The demon leaned forward laying its face alongside hers. It inhaled and sighed in contentment. “Hello again, Hound.” It ran its tongue along her pulse point and she shivered. She wished she could say it was entirely from revulsion but the demon inhabited her mate’s body. And she had always responded to Thomas.

“You torment me, did you know that? I’ve been watching you since almost the first moment I appeared in this realm,” it said, its voice low but unmistakably Thomas. It wasn’t him, though. He was merely a puppet acting for his master. A vise grip squeezed her heart. Thomas was the strongest being she knew. If the demon bested him, what hope did the rest of them have? Then its words sank through the fog of panic. She had seen someone outside her house the night she fought the troll. And then later she’d seen him in the warehouse mutilated and destroyed and she’d never even realized it.

She closed her eyes listening for some sign of Michael. She heard nothing, but he’d be looking for her.

“The sole purpose of my summoning was to kill you, to make sure you died in such a way you couldn’t be resurrected.” The demon’s breath was warm against her skin. “But if I kill you, my master, my real master, will hold my life forfeit. You’re not worth dying over. But if I do not kill you, I can’t return to my realm. Decisions, decisions.”

She said nothing. She wasn’t sure she could have even if she wanted to. If the demon didn’t return to its realm, its power would begin to fade. Eventually it would die. So the choice seemed to be a slow death or a quick one. She knew which way she leaned but she didn’t think it wanted her opinion.

It stepped back to look in her eyes. “And this host retains more of its will than any I’ve ever experienced before. He is currently being most vocal about my treatment of you. It is...different.”

It loosened its grip slightly, running a thumb along her pulse point. “That scene at the house? All that destruction? That was him. Mostly anyway. He was most difficult to take over. His rage was the door that let me in. I fed it, fueled it, but I think he rather enjoyed it.”
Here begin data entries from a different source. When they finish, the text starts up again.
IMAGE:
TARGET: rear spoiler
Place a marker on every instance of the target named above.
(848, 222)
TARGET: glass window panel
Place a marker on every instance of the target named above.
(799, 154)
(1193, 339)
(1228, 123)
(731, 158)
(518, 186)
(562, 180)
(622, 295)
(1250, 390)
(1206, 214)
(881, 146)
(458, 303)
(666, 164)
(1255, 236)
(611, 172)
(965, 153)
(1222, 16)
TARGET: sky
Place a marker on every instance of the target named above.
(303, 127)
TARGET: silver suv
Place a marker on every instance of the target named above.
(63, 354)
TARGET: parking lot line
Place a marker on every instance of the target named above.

She wanted to believe he was lying. That her mate had been nothing more than the weapon the murderer used. But she knew Thomas better than that. She was his and they hadn’t protected her. Regardless of the fact she came back, she’d died and someone was going to pay for it. Because Raoul wasn’t immediately available, he’d taken it out on the rest of the coven. She hoped Thomas would have been a little less bloody had he been in control but she couldn’t be sure of that.

She did know that every one of the people she encountered in the building who wasn’t dead owed his or her life to Thomas. The demon had no reason to keep them alive, but the vampire had no reason to kill them. The vampire had evidently won. It made her feel better for Thomas’s chances.

The demon inhaled deeply, its eyelids fluttering. Thomas’s eyes darkened and his fangs extended. Once again, it laid his face alongside hers to speak in her ear. “Should I suck the sweet blood from your veins? Should I drain every last drop from you until you fade into nothingness? It is why I am here and there is no release for me until I finish you.”